What started out as a quick coat of paint on the dash ended up being a 2 full months long project. The dash was removed and was stripped, sanded, etched and painted. Stationary glass removed and the flange cleaned. For the most part, only one area with the paint blistering was in the bottom corners on the rear glass.

I decided to remove the steering column, brake pedal support, wiper motor/linkage, heater box and wiring harness and finish the floor to the windshield opening with Rust Bullet. Three layers of Peel & Seal was applied to the firewall and toe board.Two layers applied to the floor, kick panels and inside the quarter panels.

I disassembled the steering column to bead blasted and paint. I found the shift lever tension spring was broken in 4 pieces and the grease in the steering column was dried up. I lucked up and found a substitute spring that I could use in my 5 gallon bucket collection of nuts and bolts. The speaker mount was bead blasted, painted and new cloth was glued down using cardboard for a gasket. The parking brake assembly was bead blasted and painted. I found a nice driver's side fresh air vent from a early '70 complete with a intact control handle. The old howling heater blower motor was replace with a new motor and new fan.

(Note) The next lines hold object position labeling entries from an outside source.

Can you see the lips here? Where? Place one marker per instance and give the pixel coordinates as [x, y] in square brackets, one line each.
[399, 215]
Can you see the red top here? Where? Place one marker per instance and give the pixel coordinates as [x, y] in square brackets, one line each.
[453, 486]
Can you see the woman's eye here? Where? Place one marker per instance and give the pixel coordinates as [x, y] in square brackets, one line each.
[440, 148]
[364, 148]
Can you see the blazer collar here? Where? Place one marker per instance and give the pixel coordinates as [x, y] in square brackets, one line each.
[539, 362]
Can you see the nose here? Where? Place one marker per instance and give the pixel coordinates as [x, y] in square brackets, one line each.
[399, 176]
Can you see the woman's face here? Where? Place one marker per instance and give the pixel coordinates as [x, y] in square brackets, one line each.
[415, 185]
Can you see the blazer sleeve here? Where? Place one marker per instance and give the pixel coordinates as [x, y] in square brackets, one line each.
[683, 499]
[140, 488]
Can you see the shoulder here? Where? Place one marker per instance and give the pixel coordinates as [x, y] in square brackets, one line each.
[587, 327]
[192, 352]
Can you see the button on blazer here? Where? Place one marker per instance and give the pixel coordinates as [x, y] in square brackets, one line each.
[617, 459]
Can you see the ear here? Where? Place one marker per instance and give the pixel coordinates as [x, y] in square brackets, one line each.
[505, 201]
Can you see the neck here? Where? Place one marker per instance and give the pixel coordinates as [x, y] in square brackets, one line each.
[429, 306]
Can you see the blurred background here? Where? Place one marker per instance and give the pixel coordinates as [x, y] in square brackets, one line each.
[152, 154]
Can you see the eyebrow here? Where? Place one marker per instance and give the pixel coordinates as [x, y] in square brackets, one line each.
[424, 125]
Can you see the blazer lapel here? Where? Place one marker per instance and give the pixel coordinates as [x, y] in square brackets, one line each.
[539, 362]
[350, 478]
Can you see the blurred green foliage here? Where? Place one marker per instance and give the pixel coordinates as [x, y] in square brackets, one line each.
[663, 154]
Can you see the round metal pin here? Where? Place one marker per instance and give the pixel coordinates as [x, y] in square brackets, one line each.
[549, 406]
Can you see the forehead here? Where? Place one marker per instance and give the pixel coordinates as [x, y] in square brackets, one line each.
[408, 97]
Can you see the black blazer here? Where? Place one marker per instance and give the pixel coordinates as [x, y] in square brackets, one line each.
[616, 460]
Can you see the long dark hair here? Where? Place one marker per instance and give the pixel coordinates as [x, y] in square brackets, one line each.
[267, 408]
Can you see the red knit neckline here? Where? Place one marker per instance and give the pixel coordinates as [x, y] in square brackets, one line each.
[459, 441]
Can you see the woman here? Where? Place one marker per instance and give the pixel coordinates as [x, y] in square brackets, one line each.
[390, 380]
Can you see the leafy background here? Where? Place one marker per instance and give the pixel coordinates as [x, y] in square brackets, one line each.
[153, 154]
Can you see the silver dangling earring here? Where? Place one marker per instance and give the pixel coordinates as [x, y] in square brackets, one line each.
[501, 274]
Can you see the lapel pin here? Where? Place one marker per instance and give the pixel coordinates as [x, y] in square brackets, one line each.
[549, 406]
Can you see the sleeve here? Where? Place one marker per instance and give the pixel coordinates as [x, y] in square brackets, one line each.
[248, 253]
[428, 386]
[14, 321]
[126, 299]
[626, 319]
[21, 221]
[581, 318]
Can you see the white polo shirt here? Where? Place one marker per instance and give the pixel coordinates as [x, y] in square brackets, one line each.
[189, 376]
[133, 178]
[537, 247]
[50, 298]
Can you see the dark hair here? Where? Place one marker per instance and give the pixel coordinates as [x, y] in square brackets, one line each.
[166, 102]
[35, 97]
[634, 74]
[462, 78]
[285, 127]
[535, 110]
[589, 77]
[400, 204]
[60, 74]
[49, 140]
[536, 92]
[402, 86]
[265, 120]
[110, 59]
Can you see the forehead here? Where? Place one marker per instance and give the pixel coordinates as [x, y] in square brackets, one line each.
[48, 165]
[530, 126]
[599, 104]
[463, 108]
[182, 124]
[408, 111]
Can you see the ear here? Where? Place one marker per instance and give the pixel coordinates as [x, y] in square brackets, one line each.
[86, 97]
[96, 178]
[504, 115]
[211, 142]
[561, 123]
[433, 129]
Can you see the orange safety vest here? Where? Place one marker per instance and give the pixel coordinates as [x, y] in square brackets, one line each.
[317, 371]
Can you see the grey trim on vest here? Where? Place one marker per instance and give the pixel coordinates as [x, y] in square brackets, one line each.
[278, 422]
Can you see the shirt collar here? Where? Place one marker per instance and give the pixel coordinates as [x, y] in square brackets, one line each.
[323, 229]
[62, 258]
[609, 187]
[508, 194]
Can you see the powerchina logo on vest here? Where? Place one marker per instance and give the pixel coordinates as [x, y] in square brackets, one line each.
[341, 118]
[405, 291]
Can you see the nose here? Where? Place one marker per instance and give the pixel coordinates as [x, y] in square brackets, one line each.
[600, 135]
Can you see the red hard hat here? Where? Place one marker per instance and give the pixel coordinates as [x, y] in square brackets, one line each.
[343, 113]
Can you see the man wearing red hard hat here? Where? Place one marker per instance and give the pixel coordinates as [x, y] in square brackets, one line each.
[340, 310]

I made a bracket to relocated the fuse box to a more convenient place. When installing the wiring harness I moved the harness under the dash a couple inches from the corner to have room to put the power trunk release button under the dash and this also gave me enough room to put the wiper delay box behind the dash. I had to spliced extra length to the wires going to the dimmer switch to get the wires behind the kick panel trim. New carpet pad was added before the freshly dyed old carpet was installed.

The speedometer cluster housing was brittle and crumbled and will be replaced. I was bound and determined to replace the cluster with a '71 cluster but the wiring harness plug was different. I found a 71 plug but it had more wires than the '74. After looking at the 2 different circuit boards I notice they were different circuits. I shaved one of the alignment pins on the back of the '71 cluster that holds down the circuit board to swap circuit boards but then I noticed one of the circuit tracks crossed over the plug receptacle. I decided to give up trying to reinvent the wheel and bought another one from a 75. I swapped my gauges in the cluster cause the '75 speedometer only went to 100 mph and I also wanted to keep up with the original miles on the odometer. A fresh coat of paint and new lens for a 69-70 Mustang to replace the old scratched and cloudy Maverick lens made things look good as new.